Xavier Kieffer en est convaincu, les solutions de transports autonomes vont devenir de plus en plus présentes dans nos quotidiens. «Nous avons été consultés par un cabinet d’architectes qui développe un projet d’écoquartier à Luxembourg. Les habitants devront laisser leurs voitures à l’extérieur du quartier. Les navettes autonomes peuvent être des solutions pour les ramener jusqu’à leur domicile de manière écologique sans émissions et sans nuisance sonore. Les tracteurs autonomes pourraient être utilisés pour sortir les poubelles ou pour effectuer des livraisons volumineuses», explique-t-il.

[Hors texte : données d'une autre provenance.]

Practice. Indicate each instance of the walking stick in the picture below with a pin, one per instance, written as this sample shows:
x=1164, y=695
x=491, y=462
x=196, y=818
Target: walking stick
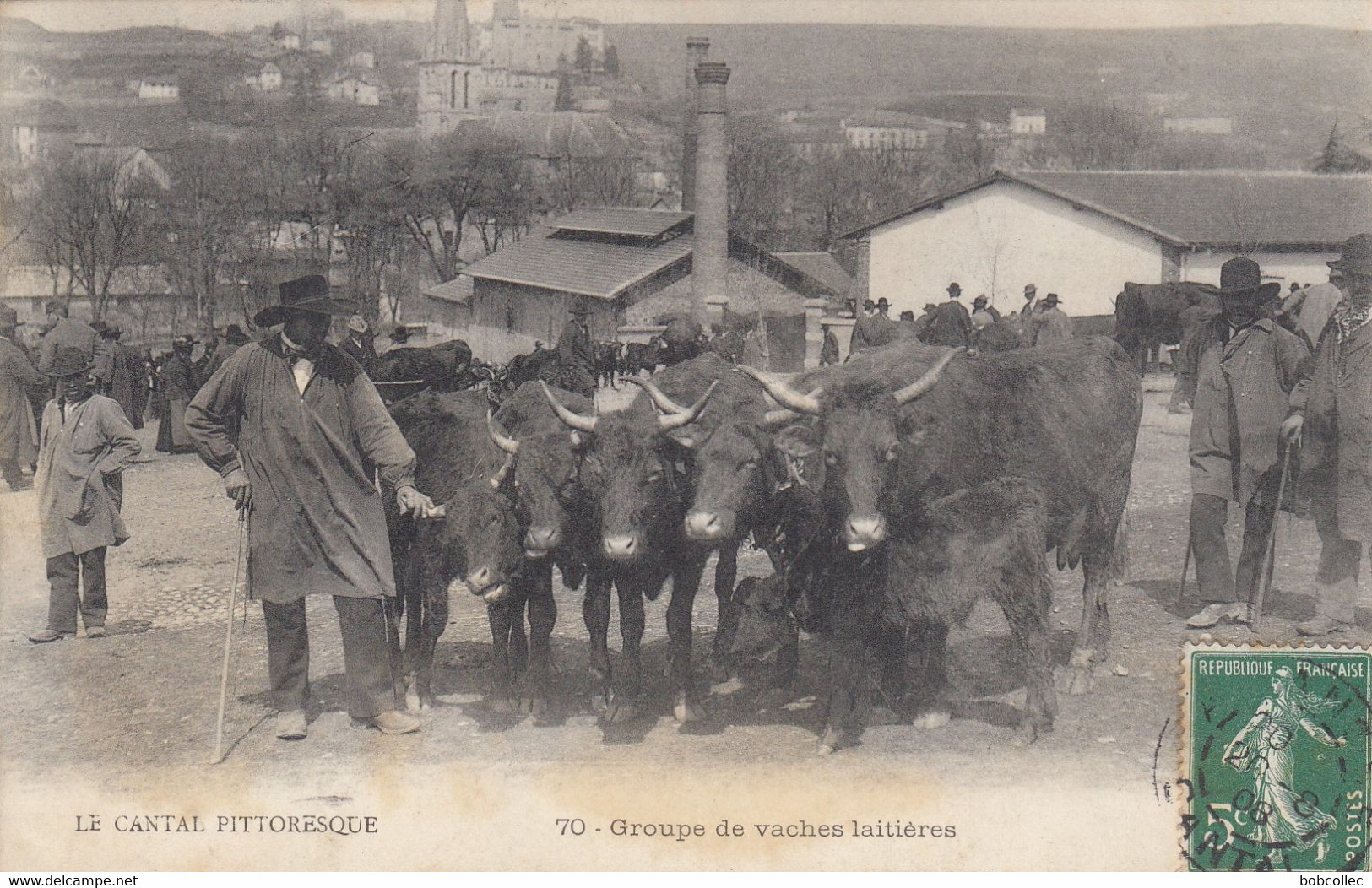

Actuellement encore, les navettes ne sont pas entièrement autonomes. La loi requiert la présence d’un opérateur à leur bord pour assurer la sécurité des usagers et reprendre la main sur la technologie en cas de déficience ou d’imprévu.
Les Eschois ont la parole
«Tant que je peux me déplacer à pied, je me déplace à pied. Je ne la prendrai certainement pas», lance une dame, catégorique, interrogée ce mardi matin au sujet de la navette automatique à l’essai dans la rue de l’Alzette. «Je pense que je tenterai un essai. Un bus qui roule tout seul, quand on était jeunes, on nous disait que c’était de la science-fiction», raconte un Eschois croisé dans l’artère commerçante de la Métropole du fer. «Je n’en ai pas entendu parler», avoue Gino en rigolant. «C’est ce truc qui roule en faisant ding, ding? L’idée est bonne», reconnaît-il après avoir découvert le concept. «Il faudra voir à l’usage.»
«Ce sera pratique pour les personnes qui vont au marché. Elles n’auront plus à porter leurs sacs sur toute la longueur de la rue», indique le serveur chez Kaf Lokal. «Les gens en parlent de manière très positive», ajoute-t-il. Sa collègue, Alice, approuve également l’initiative. «C’est super! Les personnes âgées qui ont du mal à marcher ou des problèmes de santé vont pouvoir en profiter. Je ne sais pas si cela va ramener du public en centre-ville, mais pourquoi pas. Il faut juste espérer que les jeunes ne vont pas la détériorer.» Plus économique qu’un taxi, la navette est bien accueillie par les personnes croisées.